WASHINGTON (CN) – A federal judge found it premature to enjoin redevelopment of a Washington, D.C., apartment complex that families worry will force out poorer residents.
Two women brought the lawsuit this past August, seeking a federal injunction against plans a plan to overhaul Brookland Manor Apartments, a 20-acre apartment complex in northeast Washington at the intersection of Rhode Island and Montana Avenues that has housed low-income families for decades.
Brookland Manor has offered subsidized housing under the federal Section 8 program since 1977, and less than 10 percent of the complex’s 535 apartments are rented at full, market-rate without public assistance, plaintiffs Adriann Borum and Lorretta Holloman told the court.
The women filed suit to stop a redevelopment proposed in 2014 by Mid-City Financial Corp., which wants to convert 134 four- and five-bedroom apartments at the complex into smaller, more profitable, one- and two-bedroom units.
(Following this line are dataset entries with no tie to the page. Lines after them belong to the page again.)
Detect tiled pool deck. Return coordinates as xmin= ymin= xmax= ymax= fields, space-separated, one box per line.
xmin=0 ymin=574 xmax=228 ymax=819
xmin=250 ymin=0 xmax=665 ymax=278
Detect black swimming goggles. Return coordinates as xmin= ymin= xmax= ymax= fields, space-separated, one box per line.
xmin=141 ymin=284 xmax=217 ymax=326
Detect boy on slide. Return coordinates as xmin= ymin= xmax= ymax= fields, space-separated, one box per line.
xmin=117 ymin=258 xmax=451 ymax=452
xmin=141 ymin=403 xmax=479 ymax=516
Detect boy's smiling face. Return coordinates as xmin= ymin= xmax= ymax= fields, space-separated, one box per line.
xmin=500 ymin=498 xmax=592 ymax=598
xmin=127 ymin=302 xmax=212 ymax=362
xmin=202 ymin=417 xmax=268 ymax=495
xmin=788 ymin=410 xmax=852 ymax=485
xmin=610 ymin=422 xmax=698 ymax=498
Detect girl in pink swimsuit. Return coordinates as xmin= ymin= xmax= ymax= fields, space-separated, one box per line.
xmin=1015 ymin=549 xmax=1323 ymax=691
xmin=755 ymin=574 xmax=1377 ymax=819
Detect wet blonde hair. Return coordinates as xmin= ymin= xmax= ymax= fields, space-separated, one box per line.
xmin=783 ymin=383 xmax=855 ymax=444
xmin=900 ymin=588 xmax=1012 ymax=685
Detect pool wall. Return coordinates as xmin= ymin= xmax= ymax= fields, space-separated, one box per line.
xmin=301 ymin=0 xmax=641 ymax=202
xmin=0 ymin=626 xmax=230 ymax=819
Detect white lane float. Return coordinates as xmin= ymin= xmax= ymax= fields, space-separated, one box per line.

The residents say such construction will force out as many as 149 households, jacking up the prices of the few three-bedroom apartments that would remain in the complex.
D.C. ordinances prevent large families from living in small apartments, and both women behind the putative class action rent four-bedroom apartments.
U.S. District Judge Rudolph Contreras refused last week to issue a preliminary injunction, seeing no evidence of imminent, irreparable harm from the redevelopment.
Because the proposed demolition of buildings in the complex is not slated to happen for years, the residents’ fears are still largely speculative, according to the Nov. 21 ruling.
“Plaintiffs have failed to demonstrate that any families – let alone a disproportionate number of them – are facing the imminent threat of being forced to relocate until well after the case can be fully adjudicated,” Contreras wrote, a 40-page opinion filed in U.S. District Court for the District of Columbia.
Holloman had told the court about the home she shares with her “aging mother, brother with special needs and three minor children,” including one son autism.
Contreras noted that renovations would not force out Holloman until 2023, however, and Borum, the other named plaintiff in the suit, would not be forced out until 2020.
“Even if the proposed class were certified here, vague stories and misgivings from tenants are insufficient for plaintiffs to shoulder their burden of showing that an irreparable injury will likely occur if the court waits to adjudicate the dispute on the merits,” Contreras wrote.
The ruling notes that the court can always revisit the possibility of injunctive relief if there is evidence that a family faces real danger of being forced out of their home.
Mid-City and property manager Brentwood Village had hoped to dismiss the case, but failed to undermine the residents’ statistical analysis.
Though the developers had said the analysis relied on “cherry-picked” data to show that redevelopment would disproportionately hurt families, Contreras said the evidence is sufficient at this juncture.
“Plaintiffs do analyze the effect that the entire project will have on all existing tenants of Brookland Manor,” Contreras wrote. “Given that plaintiffs adequately allege that the proposed redevelopment project will affect Brookland Manor families over three times as much as it will nonfamilies, they state a claim.”